The implementation is using Python, but can easily be ported to other languages:
The idea is to “flatten” the number (e.g. 3 becomes “111” and 5 becomes “11111”), and then try to group the 1’s into multiple equal groups. If we succeed to group, the number isn’t prime, otherwise it’s prime (with the exception of the number 1).
It works because the so-called “regular expression”, isn’t actually regular.
return re.match(r'^1?$|^(11+?)\1+$', "1" * n) == None;
The first part of the regexp “^1?$” matches a string with an optional “1″, that is, it matches the empty string, and the string “1″, which are the “flat” representations of 0 and 1 respectively. This is because Zero and One are special cases, and are not prime.
The second part tries to match a string of “start of line”, then two 1’s or more ^(11+?), then it tries to find one or more times the previous match (\1+). then end of line $.

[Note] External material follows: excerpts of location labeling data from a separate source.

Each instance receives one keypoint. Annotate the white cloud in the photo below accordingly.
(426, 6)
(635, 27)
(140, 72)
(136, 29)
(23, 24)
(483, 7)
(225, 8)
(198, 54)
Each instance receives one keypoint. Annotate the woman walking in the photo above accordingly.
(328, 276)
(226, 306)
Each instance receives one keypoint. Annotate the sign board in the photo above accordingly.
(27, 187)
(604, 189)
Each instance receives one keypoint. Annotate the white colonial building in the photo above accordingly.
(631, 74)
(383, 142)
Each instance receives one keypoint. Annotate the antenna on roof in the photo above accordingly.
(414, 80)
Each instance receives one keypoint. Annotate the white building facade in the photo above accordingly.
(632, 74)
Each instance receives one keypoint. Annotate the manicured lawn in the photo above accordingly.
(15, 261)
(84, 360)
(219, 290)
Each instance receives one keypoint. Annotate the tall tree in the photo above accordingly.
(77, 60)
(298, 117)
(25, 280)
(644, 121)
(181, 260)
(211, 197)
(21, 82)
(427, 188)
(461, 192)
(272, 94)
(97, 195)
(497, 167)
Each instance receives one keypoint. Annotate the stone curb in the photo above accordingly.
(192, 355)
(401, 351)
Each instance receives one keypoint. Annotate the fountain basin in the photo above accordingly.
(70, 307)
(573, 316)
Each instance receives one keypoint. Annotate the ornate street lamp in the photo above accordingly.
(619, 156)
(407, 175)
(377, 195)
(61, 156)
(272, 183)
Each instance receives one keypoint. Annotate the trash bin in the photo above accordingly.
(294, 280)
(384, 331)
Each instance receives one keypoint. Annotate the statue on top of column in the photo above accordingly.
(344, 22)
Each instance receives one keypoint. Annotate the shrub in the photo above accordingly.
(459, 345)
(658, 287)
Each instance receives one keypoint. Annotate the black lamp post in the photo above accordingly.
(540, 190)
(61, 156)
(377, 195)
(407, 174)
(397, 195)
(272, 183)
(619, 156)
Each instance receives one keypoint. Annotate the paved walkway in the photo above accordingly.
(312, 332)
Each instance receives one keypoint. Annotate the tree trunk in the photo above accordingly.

i.e. try to divide the 1’s into two or more groups of two, if failed, try two or more groups of three, etc… in general: try to divide the sticks into two or more groups of “two or more”. Which is exactly the definition of a non-prime number (a.k.a composite number).
So, if the regexp succeeds to match the pattern, the number is not prime. If it fails, the number is prime.
Note about ^(11+?):
This is almost the same as ^(11+) but, with one difference: using (+?) instead of (+) means “match minimally”, as opposed to “match greedily”.
For example, consider the string “aaaa” and the regexp ‘(a+)\1+’ the regexp will match the string, the value of \1 will be “aa”, since the a+ pattern matched the longest string which allows the regexp to match the string.
The regexp ‘(a+?)\1+’ will also match the string, but the value of \1 will be “a”, because this time (a+?) looked for the minimal match which will allow the regexp to match the string.
In our case, the use of (+?) instead of (+) does not affect correctness. The only difference is related to performance, because it tries small groups first, rather than big groups first.